Doughnut holes from dough. Admittedly, I remember nothing about them, but the SE people seemed to be smitten. I can confirm that I put them in my mouth at some point, so I must've been down with how they tasted. Honestly, it's fried dough coated in sugar. It was going to taste good from the onset.
Then came more doughnut holes... this time from Donut Pub. These were denser, chewier, and all in all heftier (much like Brawny vs. generic paper towels). They were memorable indeed. I did get to try every single one of the varieties, but after a while it they all kind of tasted similar i.e. sweet. The texture was nice though, and the moistness was definitely appreciated.
Oh shit! Surprise... more doughnut holes. These were from Panya. Again... fried dough + sugar = good to me. Other people didn't seem to like them, and yeah... they had a bit of a weird aftertaste. The texture was cool though, I think they might've been infused with mochi so they were definitely chewier. I guess the Asian idea of "QQ" is applicable. Maybe the mochi accounted for the weirdness in flavor, but honestly I don't know.

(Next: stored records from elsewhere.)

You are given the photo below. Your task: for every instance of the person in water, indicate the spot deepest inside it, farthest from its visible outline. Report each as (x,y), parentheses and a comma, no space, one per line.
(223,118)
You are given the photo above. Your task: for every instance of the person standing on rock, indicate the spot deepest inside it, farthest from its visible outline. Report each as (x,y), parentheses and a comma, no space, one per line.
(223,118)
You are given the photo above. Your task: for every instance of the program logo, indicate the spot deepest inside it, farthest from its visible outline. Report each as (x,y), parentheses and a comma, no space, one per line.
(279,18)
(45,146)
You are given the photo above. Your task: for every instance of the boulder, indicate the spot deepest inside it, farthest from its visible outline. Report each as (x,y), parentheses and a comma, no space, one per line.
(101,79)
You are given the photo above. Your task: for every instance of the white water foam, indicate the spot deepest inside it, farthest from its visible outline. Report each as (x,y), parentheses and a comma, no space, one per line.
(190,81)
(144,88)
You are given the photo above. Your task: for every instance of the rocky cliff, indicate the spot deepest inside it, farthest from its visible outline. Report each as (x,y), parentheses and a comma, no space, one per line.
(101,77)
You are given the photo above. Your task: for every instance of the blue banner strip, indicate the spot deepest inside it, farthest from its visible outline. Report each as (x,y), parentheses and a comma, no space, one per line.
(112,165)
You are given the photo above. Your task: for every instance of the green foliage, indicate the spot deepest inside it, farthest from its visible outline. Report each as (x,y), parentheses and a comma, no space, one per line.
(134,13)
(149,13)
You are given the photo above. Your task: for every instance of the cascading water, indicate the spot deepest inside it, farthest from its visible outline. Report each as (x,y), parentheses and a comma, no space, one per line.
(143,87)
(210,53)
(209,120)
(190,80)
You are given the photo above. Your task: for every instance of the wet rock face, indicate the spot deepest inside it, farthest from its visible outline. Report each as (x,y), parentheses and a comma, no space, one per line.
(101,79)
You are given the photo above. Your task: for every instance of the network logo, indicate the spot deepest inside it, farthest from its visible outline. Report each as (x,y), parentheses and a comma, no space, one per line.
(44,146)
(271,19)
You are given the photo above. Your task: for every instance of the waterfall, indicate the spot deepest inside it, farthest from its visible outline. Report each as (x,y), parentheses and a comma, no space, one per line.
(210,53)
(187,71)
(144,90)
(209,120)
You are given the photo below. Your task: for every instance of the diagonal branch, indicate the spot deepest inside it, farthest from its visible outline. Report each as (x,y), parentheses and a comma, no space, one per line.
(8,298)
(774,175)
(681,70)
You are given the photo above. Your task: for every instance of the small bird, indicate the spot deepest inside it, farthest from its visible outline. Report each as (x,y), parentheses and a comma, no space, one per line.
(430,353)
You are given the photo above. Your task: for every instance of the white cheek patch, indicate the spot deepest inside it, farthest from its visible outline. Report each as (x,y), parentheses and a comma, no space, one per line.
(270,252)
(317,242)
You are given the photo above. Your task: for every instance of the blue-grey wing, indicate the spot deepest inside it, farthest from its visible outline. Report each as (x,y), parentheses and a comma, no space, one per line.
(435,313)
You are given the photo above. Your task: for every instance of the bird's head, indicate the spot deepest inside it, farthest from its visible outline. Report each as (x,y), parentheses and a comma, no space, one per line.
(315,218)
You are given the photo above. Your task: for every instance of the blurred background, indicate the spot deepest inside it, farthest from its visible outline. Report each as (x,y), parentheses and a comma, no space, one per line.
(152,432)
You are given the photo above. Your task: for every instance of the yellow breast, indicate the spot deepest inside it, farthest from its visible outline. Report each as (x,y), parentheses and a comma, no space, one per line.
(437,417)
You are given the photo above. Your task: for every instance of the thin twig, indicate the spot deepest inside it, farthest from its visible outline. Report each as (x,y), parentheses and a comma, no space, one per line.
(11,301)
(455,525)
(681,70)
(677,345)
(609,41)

No clue where these were from either. I just didn't want people to think that I spent the day poppin' doughnut holes in my mouth. I did more than my fair share of hard work aside from that... using my front teeth eating ring shaped doughnuts, jelly filled doughnuts, and even poop shaped doughnuts...
I bet Panya thought it would be cool to make a mochi doughnut in the shape of a twist. Slight oversight on their part - people who eat doughnuts are often immature. Can you honestly tell me that thing doesn't look like a Japanese cartoon poop? Just the general shape of it. Anyway, looking like a swirl of shit was no deterrent for me, I gladly ate it. While it is definitely not good by any means, it is for sure the most delicious poop-shaped object I've ever eaten. That's pretty damn good in my book.

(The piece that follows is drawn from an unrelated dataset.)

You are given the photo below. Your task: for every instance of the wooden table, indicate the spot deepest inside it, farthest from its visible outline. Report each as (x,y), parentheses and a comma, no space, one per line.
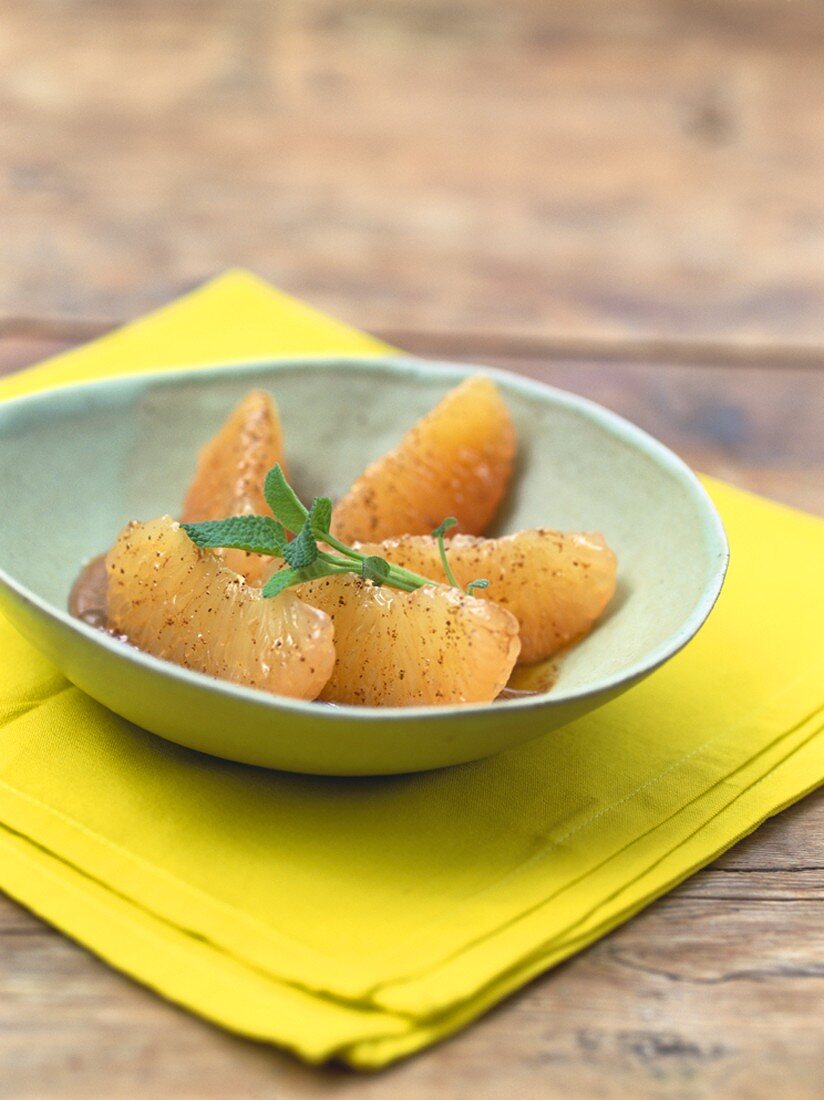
(623,198)
(711,992)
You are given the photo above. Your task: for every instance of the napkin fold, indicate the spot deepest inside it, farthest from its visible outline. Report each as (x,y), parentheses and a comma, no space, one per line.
(363,919)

I was responsible for bringing bombolinis from Sullivan Street Bakery. Holy shit these things are expensive. Like $3.25 for a small puff that lasts all of three bites. Two if you're a honking fatass like me. I know on the SE slideshow they had a tie for the "battle of the bombolinis," but that's absolute horse crap. Falai's are lighter, more subtle, and all in all... more sexual overall. Know why I don't have pictures of those? Because I was too busy eating them to care about pictures. Anyway, this isn't really a good comprehensive list of doughnuts, or anything really, I just really like eating doughnuts.

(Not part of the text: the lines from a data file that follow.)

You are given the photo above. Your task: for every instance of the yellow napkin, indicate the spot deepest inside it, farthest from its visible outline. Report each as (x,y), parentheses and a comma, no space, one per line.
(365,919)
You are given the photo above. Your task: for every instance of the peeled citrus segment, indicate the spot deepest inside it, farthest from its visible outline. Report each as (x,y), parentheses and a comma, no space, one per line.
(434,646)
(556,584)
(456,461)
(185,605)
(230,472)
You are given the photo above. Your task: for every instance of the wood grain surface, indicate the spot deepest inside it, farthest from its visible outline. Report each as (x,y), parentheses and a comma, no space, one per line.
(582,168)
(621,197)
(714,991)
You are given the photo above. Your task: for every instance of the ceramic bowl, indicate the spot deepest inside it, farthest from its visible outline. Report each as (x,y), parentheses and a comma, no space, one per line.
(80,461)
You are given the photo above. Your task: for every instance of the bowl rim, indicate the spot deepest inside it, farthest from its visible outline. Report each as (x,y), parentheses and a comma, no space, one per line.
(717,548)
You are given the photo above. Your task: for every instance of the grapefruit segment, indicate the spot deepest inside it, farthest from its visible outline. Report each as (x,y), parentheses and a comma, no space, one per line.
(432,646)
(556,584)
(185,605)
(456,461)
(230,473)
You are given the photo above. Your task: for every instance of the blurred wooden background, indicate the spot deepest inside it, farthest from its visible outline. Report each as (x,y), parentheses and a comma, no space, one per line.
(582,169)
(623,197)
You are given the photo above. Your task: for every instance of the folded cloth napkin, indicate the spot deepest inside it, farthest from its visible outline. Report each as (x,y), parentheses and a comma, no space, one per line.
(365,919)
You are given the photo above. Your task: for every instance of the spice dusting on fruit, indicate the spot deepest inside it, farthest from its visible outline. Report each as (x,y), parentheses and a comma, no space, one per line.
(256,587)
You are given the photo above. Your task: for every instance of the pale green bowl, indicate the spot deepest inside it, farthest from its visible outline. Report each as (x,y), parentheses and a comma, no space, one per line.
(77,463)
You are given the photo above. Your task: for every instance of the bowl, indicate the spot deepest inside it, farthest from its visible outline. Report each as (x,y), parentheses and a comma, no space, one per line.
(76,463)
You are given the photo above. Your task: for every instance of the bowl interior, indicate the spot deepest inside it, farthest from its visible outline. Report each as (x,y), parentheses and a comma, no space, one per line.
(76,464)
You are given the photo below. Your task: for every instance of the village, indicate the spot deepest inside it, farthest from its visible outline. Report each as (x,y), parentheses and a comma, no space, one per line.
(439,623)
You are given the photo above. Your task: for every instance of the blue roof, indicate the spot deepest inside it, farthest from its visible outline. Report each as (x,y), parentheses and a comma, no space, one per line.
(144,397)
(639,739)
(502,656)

As for the aftermath? When I got back to where I was staying, I basically plopped myself down on the bed... then I curled up in a ball. That sugar high nonsense? Yeah, way past that. I didn't want to do anything, I entirely frozen by the charms of glazed sugars, jelly fillings, and fried dough. The thing that really sucks is that I don't distinctly remember that much about any of the doughnuts. Shiz, I knew which ones tasted good (basically all of them), but their nuances were lost on me. Apparently shoving bite after bite of fried dough from different places with little time separating each bite is not good for taste testing. Moral of this post? Doughnuts are delicious, photographing sugary delights is hard, being a food writer is even harder yo. People might just think that I just snap some pictures, eat some food, then write about it... well let me tell you something. That's pretty much it, but it's still more difficult than you'd think, but yeah... go eat doughnuts. They're good?